Songbirds enjoy the seeds of our native plants such as little bluestem, big bluestem, prairie dropseed, blazing stars, compass plant, black-eyed Susan and prairie dock. Despite most birds not getting the majority of their nutrition from additional feeding but rather prefer to feast on the landscape, winter bird feeding can bring nature closer.
Retired horticulture educator, Sandy Mason, gives tips on winter bird feeding:
Commercial bird seed can be used to supplement natural foods in the landscape. Place the bird feeder where cats cannot hide and pounce. Birds appreciate a protected area out of winter winds, but allow some open area right around the feeder. Bushes and trees should be nearby for shelter and a quick get-away from tabby.
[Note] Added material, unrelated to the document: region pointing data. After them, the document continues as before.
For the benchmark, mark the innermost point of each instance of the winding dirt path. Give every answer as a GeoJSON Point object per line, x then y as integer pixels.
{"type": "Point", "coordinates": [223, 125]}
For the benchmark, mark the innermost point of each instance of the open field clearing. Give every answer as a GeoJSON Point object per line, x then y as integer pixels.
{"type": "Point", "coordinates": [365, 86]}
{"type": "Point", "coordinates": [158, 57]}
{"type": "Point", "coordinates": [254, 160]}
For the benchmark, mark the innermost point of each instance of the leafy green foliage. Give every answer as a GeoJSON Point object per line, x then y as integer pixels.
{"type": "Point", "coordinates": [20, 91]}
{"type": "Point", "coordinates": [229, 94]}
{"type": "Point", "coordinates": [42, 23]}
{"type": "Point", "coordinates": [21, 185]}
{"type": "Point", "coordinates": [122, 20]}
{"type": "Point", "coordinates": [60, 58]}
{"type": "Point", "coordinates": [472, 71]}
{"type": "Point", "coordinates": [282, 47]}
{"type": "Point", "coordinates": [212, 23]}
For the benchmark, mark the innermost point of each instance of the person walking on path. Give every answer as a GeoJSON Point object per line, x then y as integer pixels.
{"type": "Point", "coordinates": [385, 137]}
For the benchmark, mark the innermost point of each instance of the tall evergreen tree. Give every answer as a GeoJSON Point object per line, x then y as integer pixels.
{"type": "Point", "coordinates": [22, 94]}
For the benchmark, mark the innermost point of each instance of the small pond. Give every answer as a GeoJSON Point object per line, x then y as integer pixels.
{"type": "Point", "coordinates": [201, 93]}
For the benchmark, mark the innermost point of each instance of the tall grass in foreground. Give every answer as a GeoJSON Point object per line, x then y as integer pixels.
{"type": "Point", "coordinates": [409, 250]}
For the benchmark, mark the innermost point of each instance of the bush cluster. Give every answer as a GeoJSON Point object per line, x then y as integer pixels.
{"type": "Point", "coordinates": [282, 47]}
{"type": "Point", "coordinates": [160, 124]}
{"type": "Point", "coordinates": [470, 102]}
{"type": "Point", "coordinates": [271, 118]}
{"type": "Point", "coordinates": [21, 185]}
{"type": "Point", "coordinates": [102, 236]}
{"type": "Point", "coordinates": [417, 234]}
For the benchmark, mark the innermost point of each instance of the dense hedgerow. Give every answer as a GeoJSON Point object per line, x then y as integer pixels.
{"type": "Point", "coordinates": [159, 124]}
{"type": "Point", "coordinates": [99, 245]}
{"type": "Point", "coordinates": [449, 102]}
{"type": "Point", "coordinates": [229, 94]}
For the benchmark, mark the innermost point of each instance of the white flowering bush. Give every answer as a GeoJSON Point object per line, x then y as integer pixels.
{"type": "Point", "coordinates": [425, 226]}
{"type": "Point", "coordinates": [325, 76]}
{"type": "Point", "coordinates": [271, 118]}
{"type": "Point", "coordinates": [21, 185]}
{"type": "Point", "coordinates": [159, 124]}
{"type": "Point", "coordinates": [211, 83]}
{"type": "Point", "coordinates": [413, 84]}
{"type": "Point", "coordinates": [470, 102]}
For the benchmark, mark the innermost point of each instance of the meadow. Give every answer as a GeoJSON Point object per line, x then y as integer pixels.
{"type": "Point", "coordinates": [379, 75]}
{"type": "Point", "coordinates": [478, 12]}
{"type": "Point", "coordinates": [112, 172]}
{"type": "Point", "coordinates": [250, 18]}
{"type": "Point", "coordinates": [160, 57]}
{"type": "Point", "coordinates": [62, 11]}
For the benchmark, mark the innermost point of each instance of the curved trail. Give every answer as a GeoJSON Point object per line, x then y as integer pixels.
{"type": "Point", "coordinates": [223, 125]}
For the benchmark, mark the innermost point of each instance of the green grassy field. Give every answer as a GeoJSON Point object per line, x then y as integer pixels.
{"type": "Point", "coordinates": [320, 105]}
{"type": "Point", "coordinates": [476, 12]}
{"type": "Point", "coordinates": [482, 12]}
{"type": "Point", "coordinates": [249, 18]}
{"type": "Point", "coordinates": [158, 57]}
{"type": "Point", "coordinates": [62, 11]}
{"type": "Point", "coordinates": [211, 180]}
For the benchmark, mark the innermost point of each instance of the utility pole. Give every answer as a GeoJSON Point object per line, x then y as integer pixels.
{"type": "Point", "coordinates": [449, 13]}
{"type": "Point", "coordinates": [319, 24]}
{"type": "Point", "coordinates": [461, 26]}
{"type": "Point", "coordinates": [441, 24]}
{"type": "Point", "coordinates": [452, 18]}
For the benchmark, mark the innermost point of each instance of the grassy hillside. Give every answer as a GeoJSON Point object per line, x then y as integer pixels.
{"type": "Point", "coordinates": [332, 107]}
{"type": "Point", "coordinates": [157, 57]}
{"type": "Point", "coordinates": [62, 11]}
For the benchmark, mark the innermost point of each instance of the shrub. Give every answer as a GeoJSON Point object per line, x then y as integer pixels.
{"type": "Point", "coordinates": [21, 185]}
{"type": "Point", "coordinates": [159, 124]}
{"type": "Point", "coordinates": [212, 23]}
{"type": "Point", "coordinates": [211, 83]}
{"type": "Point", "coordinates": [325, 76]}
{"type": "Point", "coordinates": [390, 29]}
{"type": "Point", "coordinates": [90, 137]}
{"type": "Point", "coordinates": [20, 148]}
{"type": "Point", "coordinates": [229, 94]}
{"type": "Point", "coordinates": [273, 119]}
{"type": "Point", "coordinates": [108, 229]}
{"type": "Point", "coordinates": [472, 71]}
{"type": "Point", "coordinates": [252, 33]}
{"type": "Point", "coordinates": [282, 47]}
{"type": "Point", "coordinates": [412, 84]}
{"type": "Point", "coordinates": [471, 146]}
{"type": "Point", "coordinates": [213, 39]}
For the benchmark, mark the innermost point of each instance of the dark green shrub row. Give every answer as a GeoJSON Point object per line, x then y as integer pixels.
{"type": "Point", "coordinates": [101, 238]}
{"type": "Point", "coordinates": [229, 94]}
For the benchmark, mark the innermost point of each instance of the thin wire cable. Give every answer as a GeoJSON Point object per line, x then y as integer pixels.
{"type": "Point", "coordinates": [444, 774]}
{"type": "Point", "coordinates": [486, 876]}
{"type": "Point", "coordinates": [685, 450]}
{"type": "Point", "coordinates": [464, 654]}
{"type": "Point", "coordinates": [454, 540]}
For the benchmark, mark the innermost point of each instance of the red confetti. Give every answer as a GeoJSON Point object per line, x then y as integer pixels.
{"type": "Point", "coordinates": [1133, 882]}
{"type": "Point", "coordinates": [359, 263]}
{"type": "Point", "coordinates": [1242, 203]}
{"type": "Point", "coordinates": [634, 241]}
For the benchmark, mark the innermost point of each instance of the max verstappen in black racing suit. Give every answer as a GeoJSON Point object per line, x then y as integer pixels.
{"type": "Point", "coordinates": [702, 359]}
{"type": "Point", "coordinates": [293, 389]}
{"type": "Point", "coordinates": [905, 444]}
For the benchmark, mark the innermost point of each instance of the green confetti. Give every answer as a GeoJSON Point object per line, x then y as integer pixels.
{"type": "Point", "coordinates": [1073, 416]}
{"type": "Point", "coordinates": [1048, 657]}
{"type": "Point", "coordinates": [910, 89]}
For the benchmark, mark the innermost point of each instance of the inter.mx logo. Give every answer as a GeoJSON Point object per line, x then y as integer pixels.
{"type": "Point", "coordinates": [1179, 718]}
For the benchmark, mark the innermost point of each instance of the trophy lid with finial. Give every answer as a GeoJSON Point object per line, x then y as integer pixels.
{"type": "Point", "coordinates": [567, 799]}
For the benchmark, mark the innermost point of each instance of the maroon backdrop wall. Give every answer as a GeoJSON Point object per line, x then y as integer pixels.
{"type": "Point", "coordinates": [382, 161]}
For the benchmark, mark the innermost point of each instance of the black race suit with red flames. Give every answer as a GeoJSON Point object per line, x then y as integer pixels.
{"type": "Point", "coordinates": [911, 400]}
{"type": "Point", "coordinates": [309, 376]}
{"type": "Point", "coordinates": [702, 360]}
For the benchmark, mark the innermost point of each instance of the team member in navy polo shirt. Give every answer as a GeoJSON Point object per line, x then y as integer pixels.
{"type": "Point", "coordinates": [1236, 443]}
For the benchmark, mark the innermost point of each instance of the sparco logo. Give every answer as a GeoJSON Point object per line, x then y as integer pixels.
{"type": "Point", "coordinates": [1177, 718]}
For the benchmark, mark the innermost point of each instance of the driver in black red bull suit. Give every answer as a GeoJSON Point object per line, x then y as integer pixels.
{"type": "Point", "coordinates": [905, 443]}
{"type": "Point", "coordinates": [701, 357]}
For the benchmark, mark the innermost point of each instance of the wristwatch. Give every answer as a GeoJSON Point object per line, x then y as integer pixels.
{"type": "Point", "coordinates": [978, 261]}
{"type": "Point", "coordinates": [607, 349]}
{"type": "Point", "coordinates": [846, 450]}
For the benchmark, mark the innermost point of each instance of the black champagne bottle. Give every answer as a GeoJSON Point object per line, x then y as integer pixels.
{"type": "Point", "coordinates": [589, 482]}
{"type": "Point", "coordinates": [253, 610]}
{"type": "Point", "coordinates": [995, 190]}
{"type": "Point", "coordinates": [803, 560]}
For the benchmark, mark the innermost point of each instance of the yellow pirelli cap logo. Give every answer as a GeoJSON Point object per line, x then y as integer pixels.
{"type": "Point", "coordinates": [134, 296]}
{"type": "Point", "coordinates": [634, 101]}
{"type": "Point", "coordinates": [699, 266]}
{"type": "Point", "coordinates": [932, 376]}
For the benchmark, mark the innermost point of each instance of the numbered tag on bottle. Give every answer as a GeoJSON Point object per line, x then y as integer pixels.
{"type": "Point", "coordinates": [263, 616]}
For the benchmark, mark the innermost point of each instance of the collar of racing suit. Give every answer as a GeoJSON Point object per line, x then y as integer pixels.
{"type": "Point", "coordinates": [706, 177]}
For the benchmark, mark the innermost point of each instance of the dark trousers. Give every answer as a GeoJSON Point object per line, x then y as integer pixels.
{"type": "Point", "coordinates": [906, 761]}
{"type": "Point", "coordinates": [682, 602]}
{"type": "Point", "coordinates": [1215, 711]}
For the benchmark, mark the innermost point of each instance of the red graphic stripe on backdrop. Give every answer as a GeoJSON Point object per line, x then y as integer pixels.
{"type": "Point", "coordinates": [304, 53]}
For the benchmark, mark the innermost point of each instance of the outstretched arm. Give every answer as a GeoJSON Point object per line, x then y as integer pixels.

Begin feeding birds now without interruption until spring. Birds form habits and will come to depend on the feeders for food. The "bully birds" such as grackles and starlings may keep some others from feeding if only one feeder is available. Feeders near the ground will attract juncos and native sparrows. Feeders in higher locations attract some of the larger birds of cardinals and grosbeaks. Suet and fruit can add variety. Keep feeders clean.
Study the ingredients in commercial seed mixes. Many of the less expensive mixes contain milo. About the only birds that eat milo are pheasants and chickens; not exactly common visitors to bird feeders. Feeders empty quickly because the birds are throwing the milo out in search of better treats.
Many birds prefer the small black oil-type sunflower seeds instead of the larger grey-seeded sunflowers. A combination of 50 percent sunflower seeds, 35 percent white proso millet and 15 percent finely cracked corn is a favorite mix for many backyard songbirds. Goldfinches love niger seed, often called thistle seed. It actually is not a thistle. The niger seed that is sent to the U.S. for bird seed has been sterilized. The seed is baked at a specific temperature for a specific time period so it will no longer germinate, but it will still be healthful for the birds. In this way no unwanted weed seeds are introduced.
However other bird seeds may decide to grow. The bird activity and the sunflower hulls will keep plants from growing. Periodically rake and remove the sunflower hulls. The hulls can be placed in an active compost pile.